Data Migration - DMM2: And Who Needs an ERD?

A look at the use of Data Models in Data Migration projects and an introduction to another speaker on the DMM2 programme.

I have been asked by a client to take part in a Data Modelling workshop for which I'll be preparing this week. Now Metadata modelling is one of those arcane arts that had a tremendous vogue, got over hyped, then died the death of a thousand cuts when it became clear that it wasn't a universal panacea. It has of course re-appeared in various guises. Most master data management programmes rely on a data model but it is one that is often more represented in software/code than in formal models. Software as a service (SOA) also has to include implicit shared data models to work even if their shared representation is limited to XML.

But the use of formal analytical metadata models is often dismissed as "Too theoretical".

However I'm going to mount a defence of our use of ERD's (Entity Relationship Diagrams) in the complex world of Data Migrations.

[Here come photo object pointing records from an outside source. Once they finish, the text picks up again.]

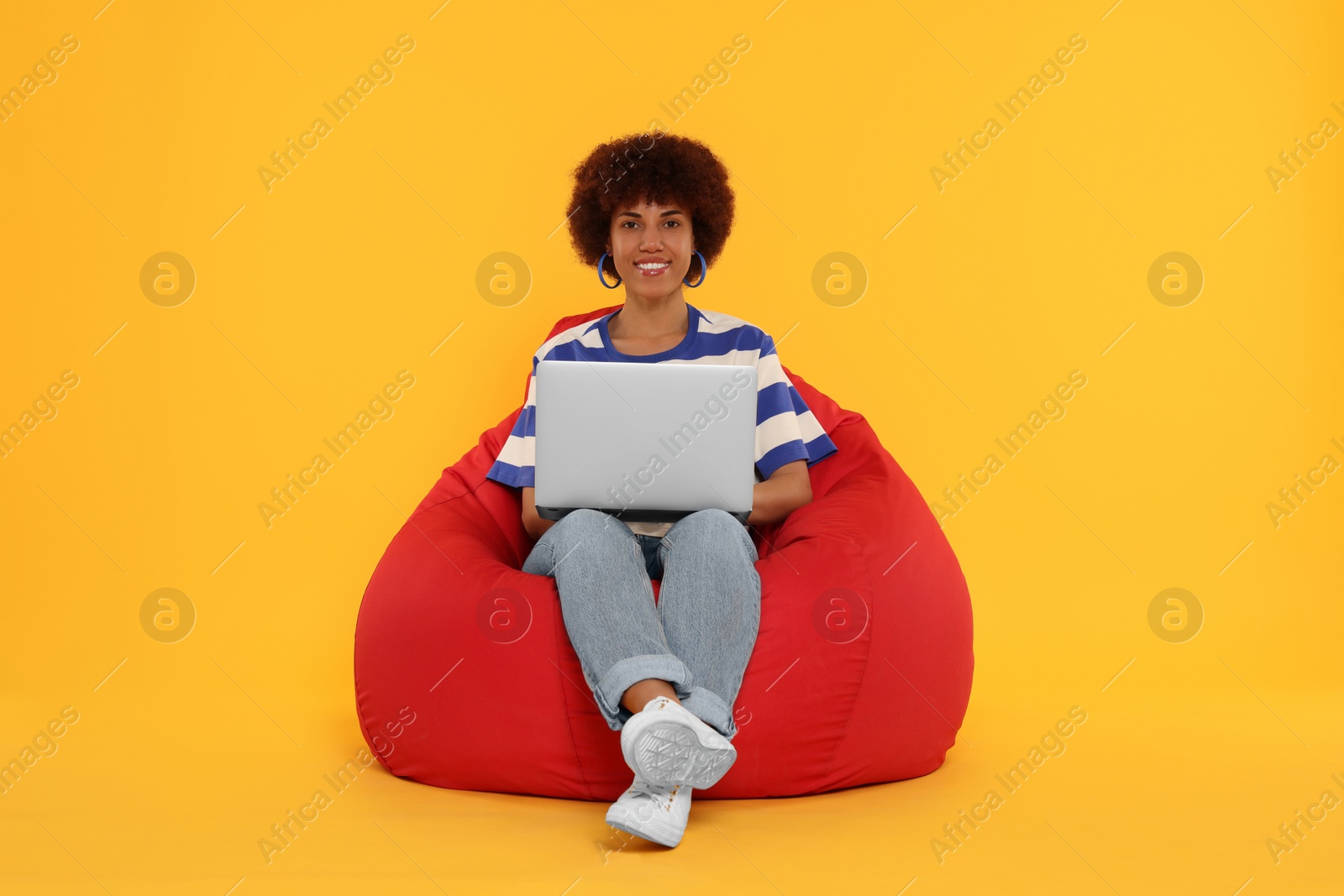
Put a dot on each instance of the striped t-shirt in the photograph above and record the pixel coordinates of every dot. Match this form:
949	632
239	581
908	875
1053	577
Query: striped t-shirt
785	432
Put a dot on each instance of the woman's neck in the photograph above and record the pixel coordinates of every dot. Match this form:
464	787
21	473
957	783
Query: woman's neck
649	317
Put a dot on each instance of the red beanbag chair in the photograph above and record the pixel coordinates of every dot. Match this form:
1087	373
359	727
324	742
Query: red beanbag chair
465	678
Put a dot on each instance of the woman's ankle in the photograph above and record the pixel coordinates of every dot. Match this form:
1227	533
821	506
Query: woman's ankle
638	694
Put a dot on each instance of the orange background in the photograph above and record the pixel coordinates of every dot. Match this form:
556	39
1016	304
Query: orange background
980	298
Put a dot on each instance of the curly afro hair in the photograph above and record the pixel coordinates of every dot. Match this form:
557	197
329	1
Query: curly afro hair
652	167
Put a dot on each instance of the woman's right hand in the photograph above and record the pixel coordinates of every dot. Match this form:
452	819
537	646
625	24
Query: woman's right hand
534	524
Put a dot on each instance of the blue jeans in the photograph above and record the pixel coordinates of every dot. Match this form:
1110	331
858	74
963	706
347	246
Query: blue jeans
699	636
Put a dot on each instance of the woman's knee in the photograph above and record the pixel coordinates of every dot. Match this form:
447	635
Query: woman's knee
710	531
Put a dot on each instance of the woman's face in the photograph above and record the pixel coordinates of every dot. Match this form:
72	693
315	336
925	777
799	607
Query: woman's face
652	248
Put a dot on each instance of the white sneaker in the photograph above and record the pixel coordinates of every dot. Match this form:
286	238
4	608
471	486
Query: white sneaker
664	745
651	812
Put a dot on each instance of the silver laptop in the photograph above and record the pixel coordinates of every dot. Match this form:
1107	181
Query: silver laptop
644	441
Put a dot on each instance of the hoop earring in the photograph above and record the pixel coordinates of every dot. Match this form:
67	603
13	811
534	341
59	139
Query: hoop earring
602	280
705	271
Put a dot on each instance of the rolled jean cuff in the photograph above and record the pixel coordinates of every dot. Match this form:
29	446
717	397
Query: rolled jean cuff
629	671
711	710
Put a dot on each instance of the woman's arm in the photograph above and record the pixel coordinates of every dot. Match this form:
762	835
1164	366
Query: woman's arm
534	524
786	490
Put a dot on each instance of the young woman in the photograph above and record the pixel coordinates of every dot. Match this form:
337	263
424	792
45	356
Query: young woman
664	676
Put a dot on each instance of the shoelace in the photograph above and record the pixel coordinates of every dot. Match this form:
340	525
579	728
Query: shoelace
658	797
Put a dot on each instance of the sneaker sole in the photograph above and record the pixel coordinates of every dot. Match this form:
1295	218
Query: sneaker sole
669	754
644	835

In a Data Migration we are often faced with 100's of legacy data stores, each built and created at different time often with different technology. Some will use corporate, relational databases, some will be none relational (think spreadsheet data here). Each will have been created to satisfy a particular need for a particular group at a particular time. How the heck do we even catalogue them never mind provide some form of cross analysis without a lingua franca?

Now here I am not arguing in favour of recreating the role of the Corporate Data Architect with a detailed model. (Perhaps I will share with you my feelings on the challenges implicit in this naive transcendentalist activity on a future blog). But from a pragmatic, moving things on, perspective, having a single model against which to compare and catalogue the plethora of legacy data stores brings order to confusion. Having a common modelling language to describe the multiple different structures (as opposed to the various, rich text, diagrams that are often offered), simplifies what is still a difficult task. Finally metadata analysis allows us to see through the apparent differences in structure and naming conventions to the essential similarities and, just as importantly, differences in the legacy data stores.

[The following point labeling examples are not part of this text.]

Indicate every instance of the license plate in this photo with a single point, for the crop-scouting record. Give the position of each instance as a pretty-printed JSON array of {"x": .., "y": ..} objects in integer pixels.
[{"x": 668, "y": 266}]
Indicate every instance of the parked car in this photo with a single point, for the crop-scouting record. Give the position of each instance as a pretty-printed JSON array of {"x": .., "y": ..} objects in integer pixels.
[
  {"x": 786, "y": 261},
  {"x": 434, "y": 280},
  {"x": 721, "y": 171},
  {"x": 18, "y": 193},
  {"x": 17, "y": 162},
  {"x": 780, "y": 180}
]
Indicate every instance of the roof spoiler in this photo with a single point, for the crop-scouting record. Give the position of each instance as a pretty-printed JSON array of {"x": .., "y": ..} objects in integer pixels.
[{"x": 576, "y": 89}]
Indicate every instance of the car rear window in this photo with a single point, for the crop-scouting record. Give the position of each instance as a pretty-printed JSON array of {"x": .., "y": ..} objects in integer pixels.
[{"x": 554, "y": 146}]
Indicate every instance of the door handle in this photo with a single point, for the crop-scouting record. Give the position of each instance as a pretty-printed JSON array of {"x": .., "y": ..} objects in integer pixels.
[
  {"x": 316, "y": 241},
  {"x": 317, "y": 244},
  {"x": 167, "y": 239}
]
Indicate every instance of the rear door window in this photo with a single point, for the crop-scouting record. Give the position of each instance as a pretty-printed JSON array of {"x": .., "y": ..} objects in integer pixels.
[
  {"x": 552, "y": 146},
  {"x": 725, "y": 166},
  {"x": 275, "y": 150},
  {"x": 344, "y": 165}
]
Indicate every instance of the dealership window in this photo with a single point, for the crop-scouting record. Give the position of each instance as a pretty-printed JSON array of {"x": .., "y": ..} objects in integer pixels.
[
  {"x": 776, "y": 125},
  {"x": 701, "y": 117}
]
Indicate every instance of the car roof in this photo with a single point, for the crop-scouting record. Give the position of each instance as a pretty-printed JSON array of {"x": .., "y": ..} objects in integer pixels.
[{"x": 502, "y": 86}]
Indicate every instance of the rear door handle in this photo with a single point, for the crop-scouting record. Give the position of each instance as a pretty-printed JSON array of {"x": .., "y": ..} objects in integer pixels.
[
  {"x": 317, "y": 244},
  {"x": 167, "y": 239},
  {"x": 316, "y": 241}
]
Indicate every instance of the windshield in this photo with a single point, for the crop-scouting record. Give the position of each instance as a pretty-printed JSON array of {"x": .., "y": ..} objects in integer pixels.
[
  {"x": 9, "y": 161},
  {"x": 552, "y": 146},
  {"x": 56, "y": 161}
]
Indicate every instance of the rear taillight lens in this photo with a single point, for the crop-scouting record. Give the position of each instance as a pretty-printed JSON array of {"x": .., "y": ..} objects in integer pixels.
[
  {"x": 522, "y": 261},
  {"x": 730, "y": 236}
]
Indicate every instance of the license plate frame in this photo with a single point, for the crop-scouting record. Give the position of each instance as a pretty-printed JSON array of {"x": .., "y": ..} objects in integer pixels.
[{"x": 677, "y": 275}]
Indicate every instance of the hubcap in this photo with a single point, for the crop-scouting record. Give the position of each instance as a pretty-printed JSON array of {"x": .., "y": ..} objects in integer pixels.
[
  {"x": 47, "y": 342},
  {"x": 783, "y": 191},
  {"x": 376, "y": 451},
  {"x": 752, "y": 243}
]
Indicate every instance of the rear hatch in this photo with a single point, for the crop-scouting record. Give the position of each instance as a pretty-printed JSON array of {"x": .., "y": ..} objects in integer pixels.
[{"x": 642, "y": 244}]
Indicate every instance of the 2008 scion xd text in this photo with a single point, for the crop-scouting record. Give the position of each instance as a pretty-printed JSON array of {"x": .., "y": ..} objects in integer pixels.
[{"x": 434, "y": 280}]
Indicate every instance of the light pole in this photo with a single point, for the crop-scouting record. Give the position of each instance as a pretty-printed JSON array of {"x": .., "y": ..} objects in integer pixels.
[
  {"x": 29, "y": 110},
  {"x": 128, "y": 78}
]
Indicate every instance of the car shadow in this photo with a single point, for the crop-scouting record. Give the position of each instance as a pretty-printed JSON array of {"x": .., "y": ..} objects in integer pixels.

I'll perhaps let you know how we get on.

My other main preoccupation this week is, of course DMM2 (our Data Migration Matters 2 conference on 1st October for anyone who has dropped into this blog for the first time). I will be posting up a new programme list shortly, hopefully without any TBA but this is proving not so easy. The August holiday season has played havoc getting the formal sign off from all pour speakers to allow us to put up proper biographies, mug shots etc. But we are in great shape.

One speaker who will be included is Nigel Key a migration project director at BT. Nigel has been responsible for a very large data migration of the back end systems responsible for broadband in the UK. And did such a good job that he got to pick up another data migration of BT Wholesale and Operational data. Nigel is a very experienced guy when it comes to large migrations and from a customer perspective will be speaking about the challenges of managing third party suppliers - an essential aspect of any large migration, especially in an era of offshoring.